I normally use Vsearch and a custom database consisting of the gene we have amplified and sequenced. I use “qiime vsearch cluster-features-open-reference” and representative sequences outputted from DADA2. This works perfectly.
Instead of using this custom database I tried the same procedure but instead of the extracted genes I have the entire genomes of the bacterial strains as database. I made sure that the extracted genes I normally look for are present in the new database. However, when running Vsearch it does not find the bacterial strains any longer (The clusters are identical but it outputs random names instead of the species names from the database). If I add a “> TEST” with just the amplified gene to the database it finds this one, so the procedure seems to work.
I am not really sure how to troubleshoot this. Anyone got an idea?
Hey Chloe. Thank you for the update. There is no need to spend too much time on - I kinda hoped there was something obvious I’d missed. I can just extract the alleles from the full genome database and use that. A bit time-consuming but it will provide the answers I need in this particular case, I think
cluster-features-open-reference has a “strand” parameter, which is set to “plus” by default (i.e., only searches alignments in the forward direction). This is often a cause of failed searches, if the reference is in the reverse orientation. Try setting this parameter to “both” and let us know what happens.
Hey @Nicholas_Bokulich ,
Thank you for the reply. I tried your suggestion and unfortunately it had no effect. Since I know just having the allele in the database works, while having the whole genome didn't, I decided to brute force my way through to find the problem by iterative removing bases from the 5' end of the full genome till it works. In the below, "test2" works, however, when there is a bit more 5' it does not work anymore.
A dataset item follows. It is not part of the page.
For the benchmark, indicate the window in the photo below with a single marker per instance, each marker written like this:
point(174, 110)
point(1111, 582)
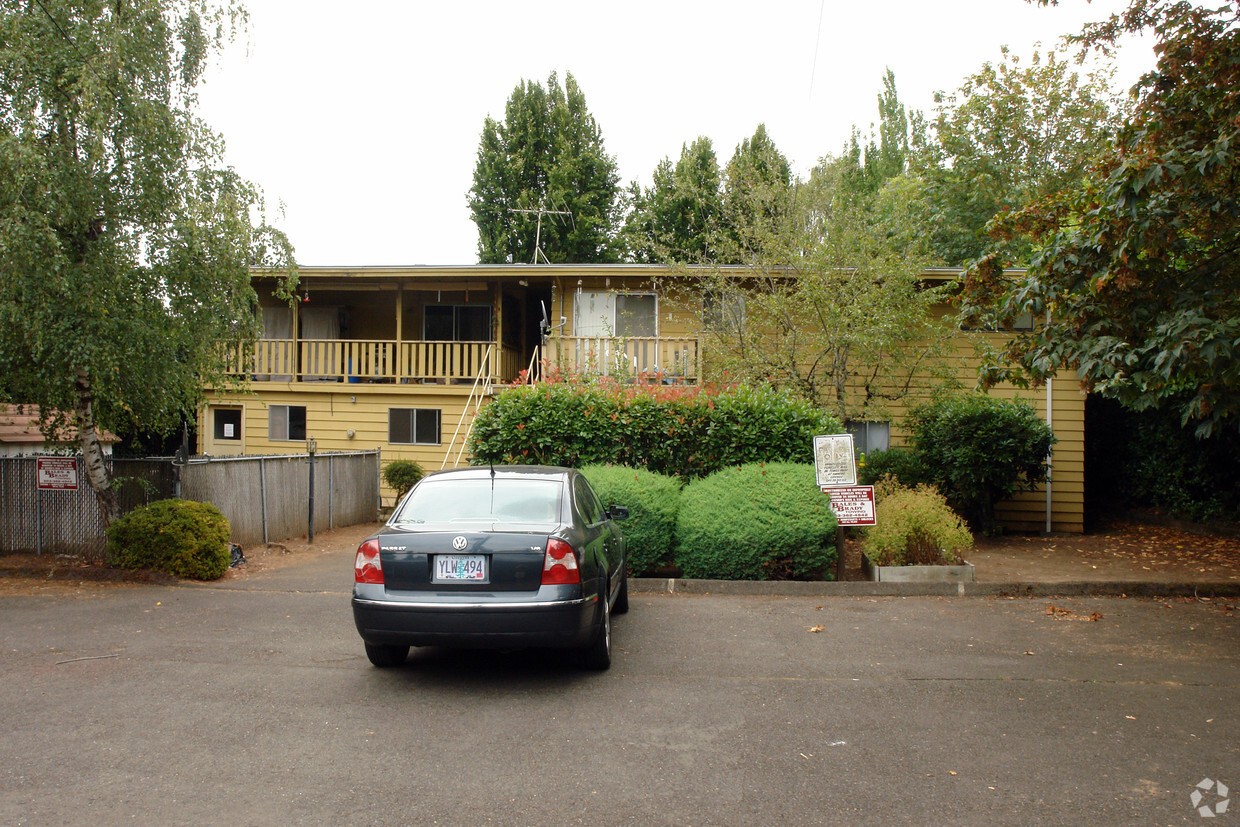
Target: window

I did not find the exact place (I could continue but it got tiresome), however, based on what I found it seems like VSEARCH stops working when the database entry gets too long (?). Let me know if the below images don't make sense.
Sounds like perhaps an issue with VSEARCH itself. Increasing reference length will of course impact the time and search results. You could adjust the max-accepts and max-rejects parameters as well.
Otherwise, I think that trimming the reference to the gene of interest may be the solution.
Yes… that is also what I fear. Strange though - I thought it was pretty common to look for reference sequences among full genomes. Anyways, I will just extract the GOI and use that in a smaller database. Thank you all for you time!
Maybe not with VSEARCH (or at least not for OTU clustering as you are doing). VSEARCH performs an initial search via kmer matching prior to alignment, so including the full genome may skew the kmer profile too much.
My recommendation not only because it will fix your problem; also it will be faster and more efficient downstream!